For those hoping that these confiscated, classified documents will somehow destroy Trump’s chances at reelection, a warning. Many in the federal government have a strong tendency to overclassify information, which means that at least some of this trove could seem underwhelming when revealed. If it looks as though Trump was just retaining some documents for use in writing his memoir, few minds will change.

As it stands, the FBI action has confirmed public impressions, not transformed them. Remember that Trump secured the GOP presidential nomination in 2016 by dominating the news cycle. It barely mattered if it was good news about him or bad. He had a remarkable ability to shove everyone else off center stage while crooning “My Way.”

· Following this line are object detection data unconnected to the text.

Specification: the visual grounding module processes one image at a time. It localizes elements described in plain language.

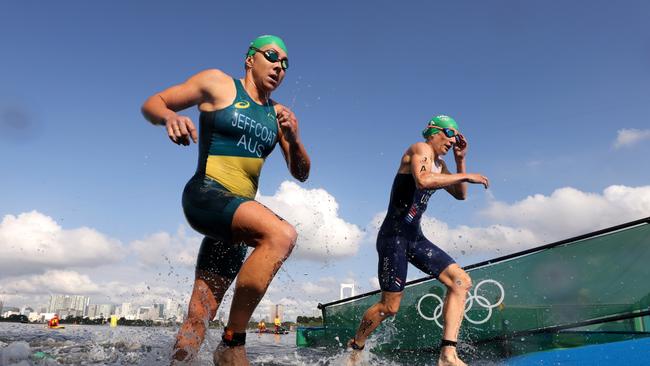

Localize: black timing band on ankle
[440,339,458,348]
[221,328,246,347]
[350,338,366,351]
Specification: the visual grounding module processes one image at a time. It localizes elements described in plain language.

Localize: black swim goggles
[250,46,289,71]
[429,126,465,149]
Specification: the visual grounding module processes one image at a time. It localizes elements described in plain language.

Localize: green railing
[301,218,650,360]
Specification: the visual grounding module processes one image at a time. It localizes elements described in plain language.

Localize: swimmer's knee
[447,270,473,294]
[382,304,399,318]
[269,222,298,256]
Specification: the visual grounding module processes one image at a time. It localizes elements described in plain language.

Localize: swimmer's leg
[172,269,232,361]
[348,235,409,354]
[173,237,247,361]
[348,291,402,349]
[438,263,472,365]
[214,201,297,364]
[408,236,472,365]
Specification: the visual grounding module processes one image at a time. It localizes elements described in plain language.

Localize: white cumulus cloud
[0,270,100,295]
[257,181,363,261]
[131,226,202,268]
[614,128,650,149]
[483,185,650,241]
[368,185,650,265]
[0,211,125,275]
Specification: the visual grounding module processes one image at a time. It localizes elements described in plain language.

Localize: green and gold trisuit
[183,80,278,278]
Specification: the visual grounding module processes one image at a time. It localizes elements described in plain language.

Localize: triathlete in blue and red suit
[348,115,488,365]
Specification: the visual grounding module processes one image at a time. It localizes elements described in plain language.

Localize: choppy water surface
[0,323,468,366]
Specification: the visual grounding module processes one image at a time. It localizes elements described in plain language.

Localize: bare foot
[438,352,467,366]
[346,339,364,366]
[213,343,250,366]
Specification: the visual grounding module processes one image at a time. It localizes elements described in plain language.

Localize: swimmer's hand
[466,173,490,189]
[277,105,298,143]
[163,113,199,146]
[454,134,467,160]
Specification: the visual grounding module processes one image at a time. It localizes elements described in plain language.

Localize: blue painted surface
[505,338,650,366]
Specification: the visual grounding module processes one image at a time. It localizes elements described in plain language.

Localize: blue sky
[0,1,650,318]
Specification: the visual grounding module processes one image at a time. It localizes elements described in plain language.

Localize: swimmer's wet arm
[442,158,467,200]
[275,104,311,182]
[141,69,232,125]
[410,146,467,200]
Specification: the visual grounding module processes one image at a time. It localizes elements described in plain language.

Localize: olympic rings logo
[417,279,506,328]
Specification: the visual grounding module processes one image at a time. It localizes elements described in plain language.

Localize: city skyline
[0,0,650,319]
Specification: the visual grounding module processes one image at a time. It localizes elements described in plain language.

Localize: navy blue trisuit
[377,173,456,292]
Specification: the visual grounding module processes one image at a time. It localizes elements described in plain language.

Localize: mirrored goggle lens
[264,50,279,62]
[264,50,289,70]
[442,128,456,137]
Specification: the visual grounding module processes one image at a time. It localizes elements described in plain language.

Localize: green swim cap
[246,34,289,57]
[422,114,459,138]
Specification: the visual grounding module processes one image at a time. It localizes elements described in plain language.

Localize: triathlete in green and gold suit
[142,35,311,365]
[183,80,278,279]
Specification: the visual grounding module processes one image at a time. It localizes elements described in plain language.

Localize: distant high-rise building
[20,305,34,317]
[164,299,183,321]
[47,295,90,316]
[86,304,99,319]
[97,304,115,318]
[153,304,165,319]
[269,304,284,323]
[138,306,158,320]
[118,302,133,318]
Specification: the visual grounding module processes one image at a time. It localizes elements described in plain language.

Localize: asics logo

In this case, anyone who imagines and fears a “deep state” attack on Trump will take the FBI’s search at Mar-a-Lago as confirmation. Most GOP officeholders are finding it expedient to rally to Trump’s cause. The realm of charge and countercharge — of bold lies, absurd accusations and conspiracy theories — is Trump’s natural habitat. Other presidents have handled documents in this way, he inaccurately insists. The FBI has planted evidence, Trump claims, displaying a mind-boggling hatred of law enforcement and exposing FBI agents to physical risk.

Now imagine Trump is reelected. Remember his tacky, gold-leafed rule: Do unto others a hundred times what they do unto you. Consider an FBI stocked with Trump sycophants and directed at his enemies. It is a shard of the multiverse few would want to inhabit.